Fresh vica canned pumpkins
I've used both canned and fresh pumpkins. I always prefer doing things from scratch as I know exactly what's in there as I made it. The fresh pumpkin is obviously a more labor intensive but I would say works even better, depending on the variety of pumpkin that you use. Follow the steps that Nyleve provided. As an experiment one year I used a Halloween pumpkin and found it to be highly edible - as long as it is oven baked and not boiled.
Depends on how much effort you want to put into it. I've always made puree from fresh pumpkins. I like the idea of it; I like the colour of the finished product; I like the flavour. It's also very cheap.
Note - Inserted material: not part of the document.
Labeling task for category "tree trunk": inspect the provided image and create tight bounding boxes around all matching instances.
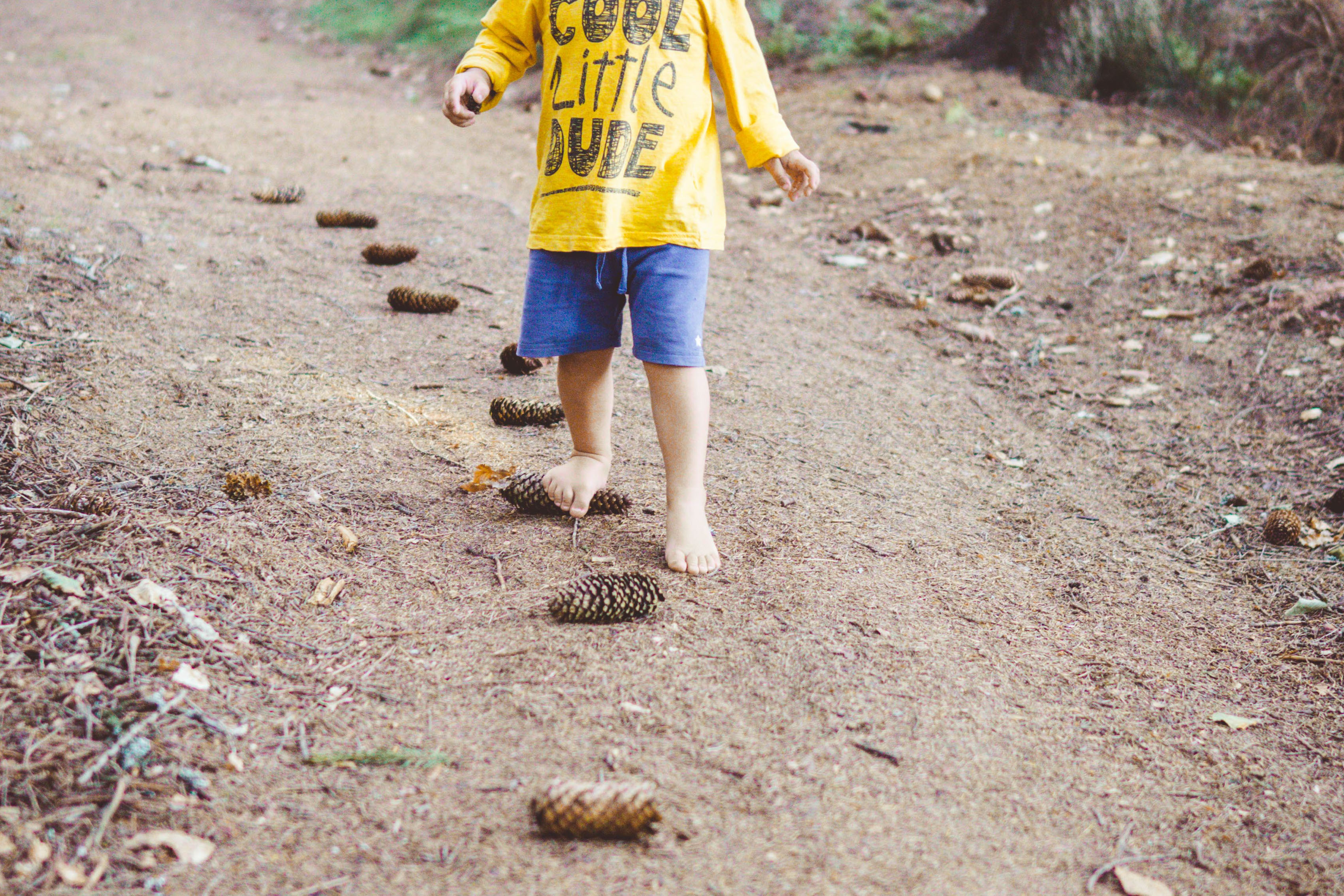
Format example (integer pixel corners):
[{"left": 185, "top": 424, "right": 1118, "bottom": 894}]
[{"left": 951, "top": 0, "right": 1076, "bottom": 74}]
I buy a couple of "pie pumpkins" (also known as sugar pumpkins - just small ones, smaller than a soccerball), halve them vertically, scrape out the seeds (save for toasting) and bake, cut-side-down, on large baking sheets until softish. Then turn over and bake cut-side-up until slightly dried out and very soft. Scoop out all the pulp and blend until smooth in a processor or a food mill. THEN - and this is the key part for me - I let the puree drain through a coffee filter (or filter-lined strainer) until thick. It's important for most recipes to use a thick puree. I save the liquid and add to soup, so it's not wasted. Usually I end up with enough puree to make a few pies and whatever is left I freeze in recipe-sized portions.
This isn't exactly labour intensive, but it does take a certain amount of time. Small pumpkins are usually cheap and I can generally get two pies from an average pumpkin. I really don't think there's anything very wrong with canned puree, but I've never used it because I like the whole concept of starting with an actual pumpkin.